Barbera and two other jurists, Montgomery County Circuit Court Judge Bibi M. Berry, who just won a full term in November after being appointed by Hogan in 2019, and Circuit Court Judge Keith A. Baynes, whose judicial district includes five Eastern Shore counties, testified in favor of both bills. They argued that there’s a danger in the wide-open election process for the Circuit Court, because judges who have been vetted by a screening panel could be ousted by challengers without the same credentials ― even some who have been rejected by a judicial nominating commission.
When Del. Daniel L. Cox (R-Frederick) observed that the challengers who were elected in November “all seemed eminently qualified,” Berry did not disagree, but said these types of elections are too risky.
“Therein lies the crux of the problem ― that we don’t know, can’t know” if challengers are qualified.
Berry also described campaigning as producing uncomfortable moments ― being asked by voters or at campaign forums what political party she belonged to and her opinions on hot-button issues like abortion, which aren’t really relevant to the job.
Both Cardin and Dumais said that the judicial screening commissions under Hogan and his most recent predecessors, Democrat and Republican, have been committed to diversifying the bench, and that the appointments reflect that commitment. But some lawmakers said they’re still not seeing the desired results.

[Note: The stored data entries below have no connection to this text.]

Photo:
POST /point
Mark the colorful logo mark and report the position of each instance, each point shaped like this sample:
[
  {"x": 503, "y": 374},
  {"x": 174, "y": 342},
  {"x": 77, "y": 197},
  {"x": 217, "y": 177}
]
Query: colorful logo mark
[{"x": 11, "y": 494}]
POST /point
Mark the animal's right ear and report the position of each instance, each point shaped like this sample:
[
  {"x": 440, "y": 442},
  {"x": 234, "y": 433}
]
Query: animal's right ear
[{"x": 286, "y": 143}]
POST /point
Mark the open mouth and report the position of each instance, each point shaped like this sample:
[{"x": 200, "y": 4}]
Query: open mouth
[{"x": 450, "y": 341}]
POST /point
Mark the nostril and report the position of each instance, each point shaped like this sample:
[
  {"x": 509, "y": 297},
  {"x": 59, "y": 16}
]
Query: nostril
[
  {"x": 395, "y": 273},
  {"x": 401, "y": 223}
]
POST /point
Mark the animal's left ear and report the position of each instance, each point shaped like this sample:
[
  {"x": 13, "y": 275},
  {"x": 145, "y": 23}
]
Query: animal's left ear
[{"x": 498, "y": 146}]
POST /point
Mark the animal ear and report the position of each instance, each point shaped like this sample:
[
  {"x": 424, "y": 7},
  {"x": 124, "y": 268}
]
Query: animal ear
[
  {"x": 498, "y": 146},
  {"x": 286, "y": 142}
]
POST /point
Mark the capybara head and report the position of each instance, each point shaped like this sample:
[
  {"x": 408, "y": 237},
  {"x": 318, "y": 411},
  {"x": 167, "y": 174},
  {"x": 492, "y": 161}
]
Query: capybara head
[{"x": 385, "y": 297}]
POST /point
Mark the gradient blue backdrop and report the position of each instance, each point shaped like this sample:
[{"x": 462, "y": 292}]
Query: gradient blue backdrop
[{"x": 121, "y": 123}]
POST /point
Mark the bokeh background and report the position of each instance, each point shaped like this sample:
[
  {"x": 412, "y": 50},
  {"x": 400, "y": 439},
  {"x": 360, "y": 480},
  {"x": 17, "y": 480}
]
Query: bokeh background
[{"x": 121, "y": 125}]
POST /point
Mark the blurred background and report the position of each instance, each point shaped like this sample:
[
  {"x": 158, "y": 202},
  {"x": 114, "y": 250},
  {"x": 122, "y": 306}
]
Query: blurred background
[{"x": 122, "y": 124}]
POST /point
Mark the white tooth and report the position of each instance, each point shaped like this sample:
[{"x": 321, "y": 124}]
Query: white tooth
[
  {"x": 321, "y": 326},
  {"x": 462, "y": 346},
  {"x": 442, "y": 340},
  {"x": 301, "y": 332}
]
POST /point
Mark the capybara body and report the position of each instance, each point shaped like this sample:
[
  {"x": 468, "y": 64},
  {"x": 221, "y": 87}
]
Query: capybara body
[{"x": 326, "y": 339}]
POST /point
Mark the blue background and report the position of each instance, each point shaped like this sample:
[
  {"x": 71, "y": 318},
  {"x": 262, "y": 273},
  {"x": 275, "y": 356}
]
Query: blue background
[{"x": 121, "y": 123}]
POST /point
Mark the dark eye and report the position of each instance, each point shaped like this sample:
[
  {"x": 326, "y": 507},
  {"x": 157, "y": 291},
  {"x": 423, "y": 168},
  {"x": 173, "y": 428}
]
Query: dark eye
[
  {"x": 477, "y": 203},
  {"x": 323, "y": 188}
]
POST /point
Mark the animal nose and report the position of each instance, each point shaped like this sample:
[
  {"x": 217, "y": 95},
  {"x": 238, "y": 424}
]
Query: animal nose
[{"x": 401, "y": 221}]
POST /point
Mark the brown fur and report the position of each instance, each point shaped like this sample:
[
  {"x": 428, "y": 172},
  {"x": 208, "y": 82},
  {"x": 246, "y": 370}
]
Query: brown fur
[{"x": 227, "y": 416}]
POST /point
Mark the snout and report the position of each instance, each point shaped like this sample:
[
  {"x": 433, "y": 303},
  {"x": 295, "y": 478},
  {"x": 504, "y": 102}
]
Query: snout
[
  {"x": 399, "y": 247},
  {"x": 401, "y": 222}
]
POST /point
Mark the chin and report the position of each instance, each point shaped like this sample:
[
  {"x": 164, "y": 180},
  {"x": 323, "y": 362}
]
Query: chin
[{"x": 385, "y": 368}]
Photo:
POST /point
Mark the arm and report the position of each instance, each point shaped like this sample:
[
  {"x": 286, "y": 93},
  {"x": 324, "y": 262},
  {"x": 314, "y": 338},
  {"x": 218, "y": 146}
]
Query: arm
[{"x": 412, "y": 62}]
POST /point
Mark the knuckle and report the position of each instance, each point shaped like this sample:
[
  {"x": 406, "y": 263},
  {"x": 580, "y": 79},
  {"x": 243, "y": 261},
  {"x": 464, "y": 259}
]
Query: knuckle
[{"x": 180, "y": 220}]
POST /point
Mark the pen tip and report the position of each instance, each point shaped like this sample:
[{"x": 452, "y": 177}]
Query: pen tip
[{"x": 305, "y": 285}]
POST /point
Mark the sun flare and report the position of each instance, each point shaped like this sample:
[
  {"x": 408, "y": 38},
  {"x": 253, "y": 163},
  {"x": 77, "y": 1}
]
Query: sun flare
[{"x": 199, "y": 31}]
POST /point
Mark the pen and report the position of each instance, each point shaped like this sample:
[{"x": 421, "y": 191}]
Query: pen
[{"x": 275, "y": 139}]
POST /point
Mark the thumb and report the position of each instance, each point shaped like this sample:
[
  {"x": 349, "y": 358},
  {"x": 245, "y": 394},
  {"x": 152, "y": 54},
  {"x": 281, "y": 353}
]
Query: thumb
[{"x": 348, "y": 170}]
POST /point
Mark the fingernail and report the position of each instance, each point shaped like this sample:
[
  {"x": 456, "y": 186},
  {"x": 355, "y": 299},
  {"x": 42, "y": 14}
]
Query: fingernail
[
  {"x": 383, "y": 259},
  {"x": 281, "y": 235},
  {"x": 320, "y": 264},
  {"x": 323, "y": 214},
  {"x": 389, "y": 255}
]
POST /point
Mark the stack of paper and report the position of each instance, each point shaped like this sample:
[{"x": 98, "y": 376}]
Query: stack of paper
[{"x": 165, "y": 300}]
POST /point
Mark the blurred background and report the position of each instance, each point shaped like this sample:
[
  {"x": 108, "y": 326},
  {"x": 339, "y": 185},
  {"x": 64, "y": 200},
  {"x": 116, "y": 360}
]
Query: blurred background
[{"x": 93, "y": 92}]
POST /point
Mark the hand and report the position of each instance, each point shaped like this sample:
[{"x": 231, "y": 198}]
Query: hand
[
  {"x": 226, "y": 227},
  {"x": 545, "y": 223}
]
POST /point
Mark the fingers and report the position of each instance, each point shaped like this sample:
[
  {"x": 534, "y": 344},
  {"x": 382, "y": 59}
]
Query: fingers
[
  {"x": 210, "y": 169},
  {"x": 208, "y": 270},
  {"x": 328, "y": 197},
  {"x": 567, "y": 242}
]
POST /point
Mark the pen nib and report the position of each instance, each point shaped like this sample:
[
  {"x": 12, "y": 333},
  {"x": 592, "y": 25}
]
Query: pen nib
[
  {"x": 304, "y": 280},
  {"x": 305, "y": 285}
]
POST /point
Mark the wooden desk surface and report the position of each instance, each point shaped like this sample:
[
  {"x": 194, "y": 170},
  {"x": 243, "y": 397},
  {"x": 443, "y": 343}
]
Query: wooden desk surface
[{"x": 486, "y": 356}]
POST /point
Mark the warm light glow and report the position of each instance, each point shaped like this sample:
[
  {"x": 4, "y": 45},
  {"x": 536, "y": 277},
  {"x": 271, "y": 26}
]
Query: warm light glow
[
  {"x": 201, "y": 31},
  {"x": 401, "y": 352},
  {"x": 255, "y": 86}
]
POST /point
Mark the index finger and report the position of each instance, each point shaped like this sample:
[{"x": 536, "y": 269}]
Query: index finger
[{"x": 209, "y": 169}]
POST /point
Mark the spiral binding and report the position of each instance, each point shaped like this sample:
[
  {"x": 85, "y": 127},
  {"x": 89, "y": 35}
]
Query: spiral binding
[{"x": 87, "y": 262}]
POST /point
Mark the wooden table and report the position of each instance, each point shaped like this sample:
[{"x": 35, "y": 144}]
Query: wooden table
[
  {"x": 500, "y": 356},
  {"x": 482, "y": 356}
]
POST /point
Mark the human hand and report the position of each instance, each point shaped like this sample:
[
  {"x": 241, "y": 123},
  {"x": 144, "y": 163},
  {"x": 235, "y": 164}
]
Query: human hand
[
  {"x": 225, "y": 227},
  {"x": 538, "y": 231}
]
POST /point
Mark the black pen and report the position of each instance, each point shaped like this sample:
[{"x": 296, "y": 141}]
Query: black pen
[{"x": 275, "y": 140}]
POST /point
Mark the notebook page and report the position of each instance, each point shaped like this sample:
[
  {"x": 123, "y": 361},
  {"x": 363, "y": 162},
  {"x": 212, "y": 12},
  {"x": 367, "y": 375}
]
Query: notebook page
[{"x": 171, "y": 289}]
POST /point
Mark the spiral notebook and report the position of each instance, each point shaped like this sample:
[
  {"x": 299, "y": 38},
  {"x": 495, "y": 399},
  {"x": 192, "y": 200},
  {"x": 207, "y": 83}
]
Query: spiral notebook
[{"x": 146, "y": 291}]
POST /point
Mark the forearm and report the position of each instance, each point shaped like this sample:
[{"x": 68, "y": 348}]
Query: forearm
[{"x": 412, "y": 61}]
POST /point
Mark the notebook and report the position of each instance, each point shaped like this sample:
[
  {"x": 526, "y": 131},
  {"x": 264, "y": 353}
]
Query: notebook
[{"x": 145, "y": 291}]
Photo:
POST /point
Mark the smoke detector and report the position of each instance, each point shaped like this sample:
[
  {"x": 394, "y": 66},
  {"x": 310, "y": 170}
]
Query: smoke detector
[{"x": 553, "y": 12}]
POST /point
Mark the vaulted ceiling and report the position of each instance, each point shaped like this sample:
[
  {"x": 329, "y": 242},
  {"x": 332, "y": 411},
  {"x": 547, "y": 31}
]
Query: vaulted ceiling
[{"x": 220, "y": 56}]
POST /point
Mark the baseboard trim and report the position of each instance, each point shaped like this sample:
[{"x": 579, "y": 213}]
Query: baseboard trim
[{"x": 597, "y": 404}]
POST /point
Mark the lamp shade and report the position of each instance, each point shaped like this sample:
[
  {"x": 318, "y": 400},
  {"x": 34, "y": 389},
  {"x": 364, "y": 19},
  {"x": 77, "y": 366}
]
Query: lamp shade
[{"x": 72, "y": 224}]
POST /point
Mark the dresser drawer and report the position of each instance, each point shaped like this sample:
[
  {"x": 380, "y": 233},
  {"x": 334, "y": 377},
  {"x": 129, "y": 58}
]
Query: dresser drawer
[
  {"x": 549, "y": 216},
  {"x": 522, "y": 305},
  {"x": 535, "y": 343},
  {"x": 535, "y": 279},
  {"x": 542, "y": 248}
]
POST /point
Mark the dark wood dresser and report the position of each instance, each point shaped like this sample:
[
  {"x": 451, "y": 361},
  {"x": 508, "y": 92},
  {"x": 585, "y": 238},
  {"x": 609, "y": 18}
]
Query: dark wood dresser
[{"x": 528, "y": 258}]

“This has been a huge thing in Anne Arundel County, where we only recently just had an African-American woman appointed [to the bench],” said Del. J. Sandra Bartlett (D-Anne Arundel). “If you’re going to give white male candidates to the governor, then by golly, who is the governor going to appoint?”
Proponents of the Cardin and Dumais bills noted that changing Circuit Court races to retention elections still gives the voters a measure of say over the judiciary. And they argued that eliminating multicandidate judicial elections would take big money out of the process.
But Marylin Pierre, who has applied unsuccessfully for judgeships nine times and has twice challenged sitting Montgomery County judges in elections, said such a choice would be insufficient.
“Intrinsic in the right to vote is the right to vote for the candidate of your choice,” she said, arguing that she is as qualified as any of the appointed judges (Dumais praised Pierre as a passionate and energetic advocate, but stopped short of saying she deserved to be a judge).
Speaking to a panel of lawmakers who have been elected to their positions, Pierre added: “Ask yourself if you’d be here if you had to go through a screening process of this type.”